Cette contrariété à son sujet depuis leur rencontre l'épuisait...

— Et moi alors ! Vous apparaissez pendant la fuite de Sanloi, vous approchez Monseigneur, vous vous entichez de lui alors qu'il ne voulait qu'une amitié avec vous et vous avez une singulière manière d'être absente par moment... tout particulièrement quand il y a des animaux ! Tour à tour vous me giflez, vous m'ignorez, vous me fusillez du regard et me criez dessus alors que je venais avec d'honnêtes intentions !

— D'honnêtes intentions !

— Oui je vous l'ai dit, je m'inquiétais pour vous ! La Cour est dure, elle broie les maillons faibles et les discrédite avec plaisir ! Voyez le cas de ce cher Lauzun qu'apprécie tant votre Mademoiselle ! Tout le monde sait qu'elle se meurt de passion pour lui et personne ne lui témoigne du secours ! On se raille dans son dos !

Son sang ne faisant qu'un tour, Édith le prit au col et se rapprocha de lui bien plus qu'elle ne le pensait. Ses lèvres touchaient presque celles de Val-Griffon et malgré un puissant vertige, une attraction irrémédiable à les posséder, elle trouva en elle la force de lui rétorquer :

— Elle l'aimait ! Vous m'entendez, elle l'aimait ! Au mépris de son rang, de son insignifiance, de son manque de respectabilité, de son caractère volage, de son amitié avec votre Marquise, elle l'aimait et l'aime encore ! Savez-vous ce que c'est d'aimer Val-Griffon ! Savez-vous ce que sait de regarder chaque jour l'être aimé s'éloigner, craindre qu'il ne se lie avec un autre, craindre de le perdre, impuissant, terrassé par une peur qui rend muet ! Elle l'aime encore même après avoir été trahie ! Pouvez-vous en dire autant !

— Oui, répondit-il d'une voix lourde de sous-entendu, oui je peux le dire, mademoiselle de Montgey, car je sais ce que sait que d'être réduit au silence pour ne pas troubler la possibilité d'un bonheur d'un ami. Je sais la douleur béante de se taire, de se résigner, de devenir fol, de chercher une personne que tout vous commande à haïr... Quel repos peut-on espérer d'un sentiment que l'on doit tuer comme si la pointe de son épée était dirigée vers soi-même et que de sa propre main, il faille s'occire pour poursuivre à une lutte funeste...

Il prit son visage entre ses mains, caressa doucement ses joues. Édith sursauta cependant ne chassa pas ses doigts qui glissèrent lentement sur la peau de son cou dénudé. Val-Griffon la fixait d'un regard douloureux et sa bouche était parfois secouée de tremblements, tout en lui était lutte, déchirement.

Il esquissa un pauvre sourire, tout en ne la lâchant pas du regard.
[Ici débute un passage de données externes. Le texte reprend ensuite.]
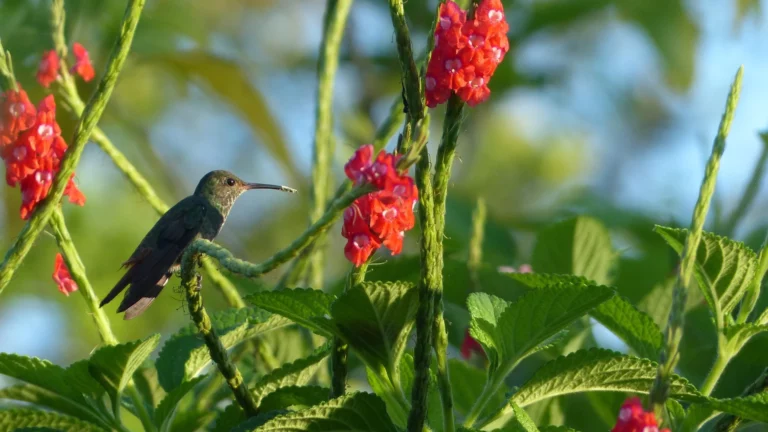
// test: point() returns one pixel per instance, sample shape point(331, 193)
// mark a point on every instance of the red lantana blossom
point(62, 277)
point(470, 345)
point(382, 217)
point(83, 66)
point(466, 52)
point(16, 114)
point(48, 69)
point(34, 155)
point(632, 418)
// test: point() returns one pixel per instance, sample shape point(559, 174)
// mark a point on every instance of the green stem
point(6, 70)
point(721, 362)
point(750, 193)
point(428, 281)
point(77, 270)
point(83, 129)
point(336, 14)
point(191, 284)
point(383, 134)
point(226, 259)
point(674, 331)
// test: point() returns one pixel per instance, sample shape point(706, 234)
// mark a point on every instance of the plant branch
point(191, 284)
point(91, 115)
point(336, 14)
point(674, 331)
point(77, 270)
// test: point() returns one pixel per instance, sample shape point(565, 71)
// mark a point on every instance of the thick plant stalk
point(750, 193)
point(77, 270)
point(91, 115)
point(336, 13)
point(427, 286)
point(191, 284)
point(226, 259)
point(384, 133)
point(674, 331)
— Vous avez décidément un terrible accent du Languedoc, mais ne le changez pas, il vous donne un charme sans égal et sans rival. Dites-moi, chez vous là-bas, loin de Versailles, dans votre village, la haine y est-elle moins tenace ?
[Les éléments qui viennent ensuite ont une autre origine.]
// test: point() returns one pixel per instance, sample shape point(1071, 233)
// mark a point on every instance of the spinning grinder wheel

Édith céda au silence le soin de répondre et lâcha son col.

Charles remonta ses mains jusqu'à ses joues et l'attira à lui, rompant le vide qu'il y avait entre eux et enfin, alors qu'au loin les coups de marteaux tapaient sur des enclumes, que des brouettes roulaient sur le sol cabossé des jardins et que l'églogue commençait, il l'embrassa.

GLOSSAIRE :

(1) Marie de Rabutin-Chantal, marquise de Sévigné, (1626-1696), célèbre épistolière française.

(2) Antonin Nompar de Caumont (1632-1723), marquis de Puyguilhem, comte puis duc de Lauzun.

(3) Prison d'État.

(4) Petit poème pastoral ou champêtre.